(Public News Service) SEATTLE - This month marks the 50th anniversary of Martin Luther King Jr.'s "I Have a Dream" speech, and in the state of Washington, that dream has new meaning for young people of all races, who attend "Freedom School." It's a nine-day course for youth (ages 15 to 21) that covers the history of racism and poverty, and focuses on the modern-day challenge of how to end them.
A summer Freedom School just wrapped up in Seattle, and 20-year-old Otieno Terry was part of it. He said it was an eye-opener for some participants to hear about what he and other young people of color go through in daily life because of their race.
"I feel like it really does come down to people connecting on a human level," Terry said. "It can be that simple, but we have to take the steps to get there. And part of that is just being accountable for the things that we can do as individuals, to become more aware of each other."
The Freedom School attendees make recommendations to policymakers and educators at the end of the course. Their latest list includes community centers run at least in part by the young people who use them, more helpful alternatives to school detention, and more dialogue between kids and police officers.
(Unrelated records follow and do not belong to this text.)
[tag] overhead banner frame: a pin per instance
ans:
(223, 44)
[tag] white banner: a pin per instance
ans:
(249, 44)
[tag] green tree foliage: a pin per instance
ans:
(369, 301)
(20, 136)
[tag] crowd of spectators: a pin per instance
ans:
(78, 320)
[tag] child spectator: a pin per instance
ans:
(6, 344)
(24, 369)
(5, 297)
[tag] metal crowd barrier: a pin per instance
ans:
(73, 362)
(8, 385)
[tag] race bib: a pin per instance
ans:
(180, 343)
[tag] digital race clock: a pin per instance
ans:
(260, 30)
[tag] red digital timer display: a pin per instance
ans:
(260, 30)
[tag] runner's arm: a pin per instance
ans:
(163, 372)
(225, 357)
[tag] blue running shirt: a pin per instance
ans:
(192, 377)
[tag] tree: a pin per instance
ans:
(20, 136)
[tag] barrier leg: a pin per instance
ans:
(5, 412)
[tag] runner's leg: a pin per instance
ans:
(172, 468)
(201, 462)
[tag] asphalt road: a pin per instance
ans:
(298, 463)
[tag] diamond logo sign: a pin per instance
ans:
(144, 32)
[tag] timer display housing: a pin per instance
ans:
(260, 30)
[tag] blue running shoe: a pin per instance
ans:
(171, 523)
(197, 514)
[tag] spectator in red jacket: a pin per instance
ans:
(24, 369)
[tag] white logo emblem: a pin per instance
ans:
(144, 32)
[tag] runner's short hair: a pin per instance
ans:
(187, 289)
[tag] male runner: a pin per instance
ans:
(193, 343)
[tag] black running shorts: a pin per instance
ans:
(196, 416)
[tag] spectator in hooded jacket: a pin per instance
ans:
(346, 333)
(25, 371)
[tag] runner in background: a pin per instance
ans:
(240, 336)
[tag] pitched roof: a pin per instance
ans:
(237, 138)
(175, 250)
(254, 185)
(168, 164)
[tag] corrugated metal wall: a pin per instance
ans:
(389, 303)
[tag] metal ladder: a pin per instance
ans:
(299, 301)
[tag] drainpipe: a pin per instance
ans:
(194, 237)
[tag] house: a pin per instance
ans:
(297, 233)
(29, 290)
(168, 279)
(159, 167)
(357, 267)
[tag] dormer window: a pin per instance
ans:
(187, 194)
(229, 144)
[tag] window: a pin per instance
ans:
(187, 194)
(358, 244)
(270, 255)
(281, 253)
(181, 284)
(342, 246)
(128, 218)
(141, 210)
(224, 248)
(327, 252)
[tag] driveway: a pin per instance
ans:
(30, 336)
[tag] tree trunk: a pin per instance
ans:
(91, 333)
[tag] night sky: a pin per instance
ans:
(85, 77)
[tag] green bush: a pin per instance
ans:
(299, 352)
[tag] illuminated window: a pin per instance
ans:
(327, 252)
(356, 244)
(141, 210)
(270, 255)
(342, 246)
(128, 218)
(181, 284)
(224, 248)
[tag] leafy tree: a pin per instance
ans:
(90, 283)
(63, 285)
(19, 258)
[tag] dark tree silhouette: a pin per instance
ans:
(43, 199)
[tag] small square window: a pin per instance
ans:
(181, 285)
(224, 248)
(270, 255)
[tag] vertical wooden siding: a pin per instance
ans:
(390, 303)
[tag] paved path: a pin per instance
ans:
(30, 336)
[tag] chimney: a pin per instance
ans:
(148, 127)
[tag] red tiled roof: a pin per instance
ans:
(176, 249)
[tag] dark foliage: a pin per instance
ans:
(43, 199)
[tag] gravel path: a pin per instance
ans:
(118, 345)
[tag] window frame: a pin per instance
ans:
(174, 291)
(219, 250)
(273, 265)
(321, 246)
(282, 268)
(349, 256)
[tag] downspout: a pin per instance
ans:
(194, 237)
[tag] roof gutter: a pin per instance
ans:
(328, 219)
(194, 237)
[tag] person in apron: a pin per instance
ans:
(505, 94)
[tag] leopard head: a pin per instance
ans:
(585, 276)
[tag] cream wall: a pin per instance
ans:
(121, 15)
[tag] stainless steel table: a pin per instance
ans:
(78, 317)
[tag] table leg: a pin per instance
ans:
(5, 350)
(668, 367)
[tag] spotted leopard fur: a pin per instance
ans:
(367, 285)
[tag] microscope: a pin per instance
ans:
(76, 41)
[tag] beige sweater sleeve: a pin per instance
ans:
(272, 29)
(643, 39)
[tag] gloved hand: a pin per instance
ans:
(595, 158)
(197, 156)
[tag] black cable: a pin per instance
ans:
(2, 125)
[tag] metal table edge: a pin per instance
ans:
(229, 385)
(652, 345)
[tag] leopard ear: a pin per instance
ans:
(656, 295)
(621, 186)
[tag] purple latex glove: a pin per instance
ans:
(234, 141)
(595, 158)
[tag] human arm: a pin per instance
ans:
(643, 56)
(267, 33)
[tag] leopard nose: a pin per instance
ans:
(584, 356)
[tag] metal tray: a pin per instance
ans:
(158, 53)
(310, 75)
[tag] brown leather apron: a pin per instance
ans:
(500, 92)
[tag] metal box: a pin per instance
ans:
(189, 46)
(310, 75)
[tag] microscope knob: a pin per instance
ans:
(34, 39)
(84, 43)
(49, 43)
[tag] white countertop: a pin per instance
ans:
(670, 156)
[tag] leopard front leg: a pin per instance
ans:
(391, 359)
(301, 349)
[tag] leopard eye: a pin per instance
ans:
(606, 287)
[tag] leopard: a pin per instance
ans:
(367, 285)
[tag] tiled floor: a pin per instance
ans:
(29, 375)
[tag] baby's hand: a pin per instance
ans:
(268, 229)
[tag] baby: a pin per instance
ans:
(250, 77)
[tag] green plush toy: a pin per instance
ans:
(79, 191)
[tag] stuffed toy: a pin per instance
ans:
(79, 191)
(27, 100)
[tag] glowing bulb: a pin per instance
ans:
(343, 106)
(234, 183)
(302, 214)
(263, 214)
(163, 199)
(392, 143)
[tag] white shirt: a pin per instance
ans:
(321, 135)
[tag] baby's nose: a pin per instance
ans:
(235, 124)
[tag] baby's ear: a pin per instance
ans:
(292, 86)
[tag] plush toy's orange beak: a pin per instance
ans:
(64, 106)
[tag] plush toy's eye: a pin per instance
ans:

In addition to the nine-day course, there's also a three-day course. Most Freedom Schools are held in Seattle, although director Dustin Washington said they've been asked to bring the course to other areas and to the state's youth detention centers. He pointed out that every community struggles with these issues.
"We know that there's racial disparities across the state in every community, in terms of educational success, in terms of incarceration, unemployment, access to living-wage jobs," he said. "You know, undoing racism is also about liberating people from poverty and from other forms of oppression as well."
Freedom School is sponsored by the American Friends Service Committee and the People's Institute Northwest. The next session is in December, over winter break during the school year.